Na początku 2011 roku oficjalnie wprowadzono do języka szwedzkiego nowy zaimek „hen”, który miał oznaczać neutralność płciową. Różni się on bowiem od zaimka „han” i „hon”, które oznaczają „ona”, „on”. Kolejnym absurdalnym pomysłem Szwedów było wprowadzenie tzw. zabawek bezpłciowych. Jakiś czas temu portal Pch24.pl informował o świątecznej ofercie firmy TopToy, która zaproponowała… zabawki neutralne płciowo. Nie wiem, co prawda, co to dokładnie miało oznaczać, bo przecież zasadniczo zabawki nie są jakoś specjalnie przypisane do konkretnej płci. Inna sprawa, że dziewczynki chętniej wybierają lalki, a chłopcy zwykle sięgają po klocki czy samochody (choć to oczywiście nie zawsze jest regułą). Naturalna kolej rzeczy. Ale szwedzka firma poszła chyba jednak krok dalej, sugerując nieco, aby właśnie wyjść poza stereotypy myślowe i tradycyjne podziały wynikające z różnicy płci, bo w katalogu z zabawkami zaprezentowano chłopców bawiących się lalkami i dziewczynki z wozami strażackimi. Niby nic strasznego, ale…

Nie widzę problemu w tym, że mała dziewczynka czasem sięga po zabawkowe samochody. Ale w momencie, w którym producenci zabawek w jakiś sposób sugerują, by zainteresowała się ona tymi „chłopięcymi” gadżetami, zapala mi się czerwona lampka.
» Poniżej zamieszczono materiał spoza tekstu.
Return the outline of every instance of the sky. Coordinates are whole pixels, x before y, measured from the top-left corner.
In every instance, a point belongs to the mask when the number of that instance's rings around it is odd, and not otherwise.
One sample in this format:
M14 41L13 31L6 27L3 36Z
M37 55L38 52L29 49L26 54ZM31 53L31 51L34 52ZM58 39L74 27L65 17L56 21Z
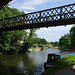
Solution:
M11 8L17 8L25 13L55 8L63 5L75 3L75 0L12 0L9 4ZM40 28L36 31L39 38L45 38L48 42L59 41L61 36L69 33L73 25Z

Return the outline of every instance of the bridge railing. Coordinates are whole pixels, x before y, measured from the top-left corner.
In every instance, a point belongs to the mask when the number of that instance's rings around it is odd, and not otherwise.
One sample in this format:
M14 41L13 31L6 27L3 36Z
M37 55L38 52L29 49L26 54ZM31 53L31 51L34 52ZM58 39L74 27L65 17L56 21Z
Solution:
M0 20L0 28L75 18L75 3Z

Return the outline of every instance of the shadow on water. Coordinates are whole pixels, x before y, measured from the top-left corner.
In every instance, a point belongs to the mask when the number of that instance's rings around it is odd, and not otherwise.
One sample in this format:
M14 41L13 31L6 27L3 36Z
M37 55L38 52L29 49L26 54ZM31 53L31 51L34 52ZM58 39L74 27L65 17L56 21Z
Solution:
M47 54L54 52L60 50L0 56L0 75L39 75L44 71L43 64L47 60Z

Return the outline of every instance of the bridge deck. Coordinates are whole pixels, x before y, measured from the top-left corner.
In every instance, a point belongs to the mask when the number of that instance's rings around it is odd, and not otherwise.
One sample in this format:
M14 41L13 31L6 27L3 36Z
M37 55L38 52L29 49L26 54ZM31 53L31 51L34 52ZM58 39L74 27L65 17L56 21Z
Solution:
M21 30L75 24L75 3L0 20L0 30Z

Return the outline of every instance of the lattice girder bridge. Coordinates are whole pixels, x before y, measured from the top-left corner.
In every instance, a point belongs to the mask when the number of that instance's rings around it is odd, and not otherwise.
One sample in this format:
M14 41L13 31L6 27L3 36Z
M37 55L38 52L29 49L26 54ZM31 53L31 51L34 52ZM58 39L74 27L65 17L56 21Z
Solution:
M0 20L0 31L75 24L75 3Z

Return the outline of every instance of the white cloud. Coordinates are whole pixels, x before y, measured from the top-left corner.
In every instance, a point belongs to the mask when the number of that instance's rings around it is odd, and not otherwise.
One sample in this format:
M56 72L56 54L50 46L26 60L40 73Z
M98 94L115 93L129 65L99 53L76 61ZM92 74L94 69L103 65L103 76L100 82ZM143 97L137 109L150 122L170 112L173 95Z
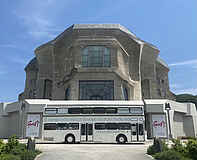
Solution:
M185 66L185 65L195 65L195 68L196 68L197 67L197 59L169 64L169 66Z
M0 75L6 74L6 73L7 73L6 71L0 70Z
M13 13L19 22L25 26L28 35L37 39L55 38L59 29L53 23L51 15L56 12L54 6L59 4L55 0L23 1Z
M192 94L197 95L197 88L188 88L188 89L180 89L174 90L176 94Z
M0 48L17 48L14 44L0 44Z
Kolejnym krokiem na drodze wyzwalania ludzkości z tradycyjnie rozumianego podziału ról i naturalnych różnic wynikających z płci są na przykład wszelkie starania, aby zniszczyć tradycyjną definicję rodziny. W zamian proponuje się, jak na przykład w Wielkiej Brytanii, by słowa „mama” i „tata” zastąpić pojęciem „rodzic numer jeden” i „rodzic numer dwa”.

Dwa dni temu „Rzeczpospolita” poinformowała, że szwedzki rząd wyszedł z propozycją zniesienia wymogu sterylizacji przy zmianie płci. Jakie mogą być tego konsekwencje? Jeśli kobieta uzna, że czuje się bardziej mężczyzną, prawnie zmieni sobie płeć, ale pozostawi damskie narządy rozrodcze, to będzie mogła zajść w ciążę. Już teraz, co jakiś czas media emocjonują się sensacyjną informacją, jakoby „mężczyzna urodził dziecko”. Sęk w tym, że żaden tam z niej mężczyzna. Ale zapobiegawczy Szwedzi mają na to sposób. Chcą, by określenie „kobieta w ciąży” zastąpić wyrażeniem „osoba w ciąży”.
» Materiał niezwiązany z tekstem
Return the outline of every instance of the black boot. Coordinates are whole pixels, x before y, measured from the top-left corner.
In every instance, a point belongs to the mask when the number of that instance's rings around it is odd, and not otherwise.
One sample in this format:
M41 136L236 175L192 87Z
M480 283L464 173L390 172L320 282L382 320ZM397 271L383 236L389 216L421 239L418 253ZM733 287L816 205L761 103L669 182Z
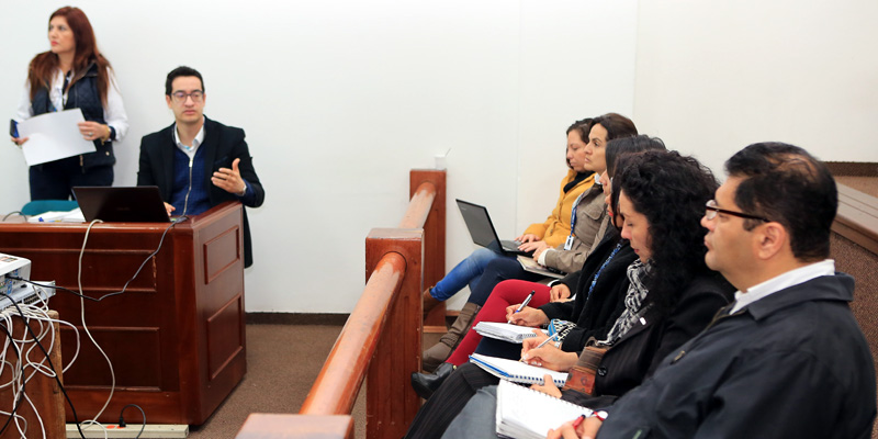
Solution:
M429 399L432 393L442 385L448 375L454 371L454 364L441 363L434 373L412 372L412 387L424 399Z

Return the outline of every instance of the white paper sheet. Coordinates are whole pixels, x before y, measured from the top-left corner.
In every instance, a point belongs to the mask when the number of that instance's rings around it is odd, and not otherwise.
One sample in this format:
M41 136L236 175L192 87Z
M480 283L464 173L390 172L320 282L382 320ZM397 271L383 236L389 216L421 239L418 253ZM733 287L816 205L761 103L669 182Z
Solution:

Twórców ideologii gender chyba nic nie jest w stanie zatrzymać na drodze do zniszczenia ludzkiej tożsamości. Podobne absurdy niestety nie dzieją się tylko w krajach zachodniej Europy. Pisaliśmy na Fronda.pl jakiś czas temu o pomyśle rządu na bezpłciowe imiona. - Nasz rząd wprowadza ideologię gender w Polsce podobnie jak Bierut wprowadzał komunizm. Musimy bić na alarm, bo dzieją się straszne rzeczy – powiedział w rozmowie z Fronda.pl ks. Dariusz Oko.

Trzeba bić na alarm, zanim nie będzie za późno.